Là où le bât blesse : la forme et la pensée
Très vite, le roman s’enlise. Le récit vire à la répétition. Les scènes s’accumulent sans réelle progression dramatique ni évolution du personnage principal. Le narrateur, censé porter la charge subversive du roman, reste désespérément lisse. Sa voix manque de timbre, de contradiction interne, de fêlures philosophiques. On attend une descente dans les ténèbres de la misanthropie, et on obtient un carnet de route un peu creux.
D’un point de vue philosophique : une vengeance sans épaisseur morale
Si on convoque L’Homme révolté de Camus, on comprend très vite ce qui cloche : il n’y a ici ni conscience tragique, ni dialectique du mal. Le personnage ne questionne jamais la légitimité de ses actes. Le “con” devient une figure interchangeable, sans épaisseur, sans humanité. Or, la révolte – si elle veut être féconde – suppose une tension éthique. Ici, on est dans la pure pulsion, sans mise en crise. La satire vire au pur défouloir, et perd tout son pouvoir critique. La bêtise est dénoncée sans jamais être analysée – ni même incarnée dans des personnages suffisamment travaillés.

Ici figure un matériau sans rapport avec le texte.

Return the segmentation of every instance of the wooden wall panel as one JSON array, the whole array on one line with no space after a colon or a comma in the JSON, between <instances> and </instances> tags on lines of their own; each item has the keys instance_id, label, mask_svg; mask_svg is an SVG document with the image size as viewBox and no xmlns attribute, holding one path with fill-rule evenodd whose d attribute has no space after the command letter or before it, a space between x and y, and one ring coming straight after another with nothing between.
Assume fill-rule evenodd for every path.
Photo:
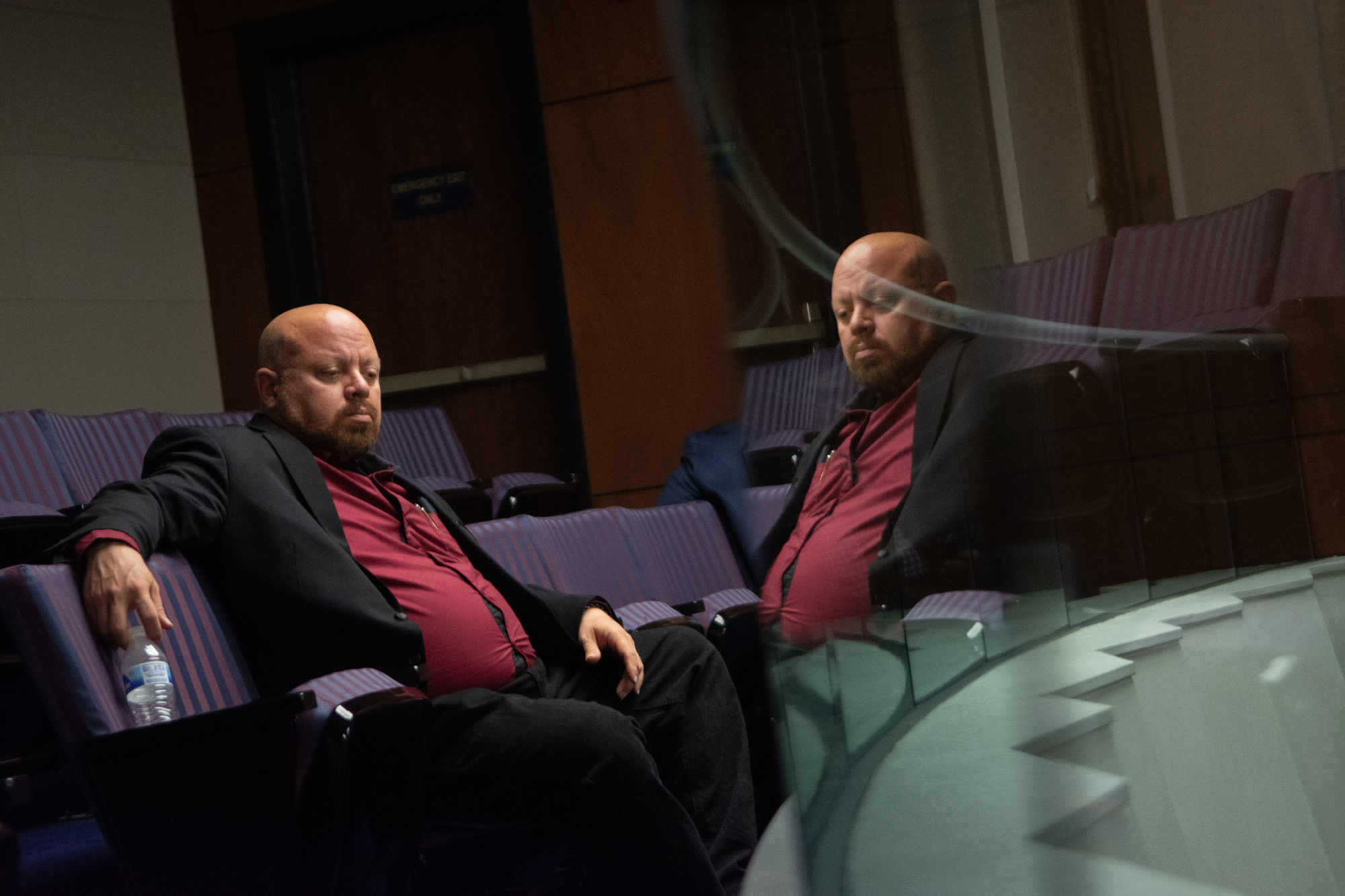
<instances>
[{"instance_id":1,"label":"wooden wall panel","mask_svg":"<svg viewBox=\"0 0 1345 896\"><path fill-rule=\"evenodd\" d=\"M542 102L672 75L656 0L531 0Z\"/></svg>"},{"instance_id":2,"label":"wooden wall panel","mask_svg":"<svg viewBox=\"0 0 1345 896\"><path fill-rule=\"evenodd\" d=\"M179 0L180 5L180 0ZM194 34L178 19L178 59L196 175L252 164L238 57L230 31Z\"/></svg>"},{"instance_id":3,"label":"wooden wall panel","mask_svg":"<svg viewBox=\"0 0 1345 896\"><path fill-rule=\"evenodd\" d=\"M245 22L320 7L331 0L191 0L196 30L221 31Z\"/></svg>"},{"instance_id":4,"label":"wooden wall panel","mask_svg":"<svg viewBox=\"0 0 1345 896\"><path fill-rule=\"evenodd\" d=\"M671 82L545 117L593 495L662 486L738 413L713 190Z\"/></svg>"}]
</instances>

Littérairement parlant : entre chronique et pamphlet, le ton hésite
La langue est correcte, mais sans grande audace. Pas de tournures mémorables, peu de fulgurances stylistiques. On sent l’envie d’un humour noir, mais le mordant reste en surface. On reste sur sa faim : ce n’est ni une œuvre de pure satire (à la Fabcaro ou à la Desproges), ni un vrai roman noir, ni un pamphlet construit à la Bernanos.
👉Verdict :
Un exutoire léger quand on est cerné par la bêtise ambiante, mais qui manque de la profondeur nécessaire pour devenir un roman marquant. On aurait aimé un Bartleby nihiliste, on obtient un Bonobo vengeur sans boussole intérieure. “Mort aux cons” ? Peut-être. Mais encore faudrait-il savoir ce qu’est un con, et pourquoi on veut qu’il meure…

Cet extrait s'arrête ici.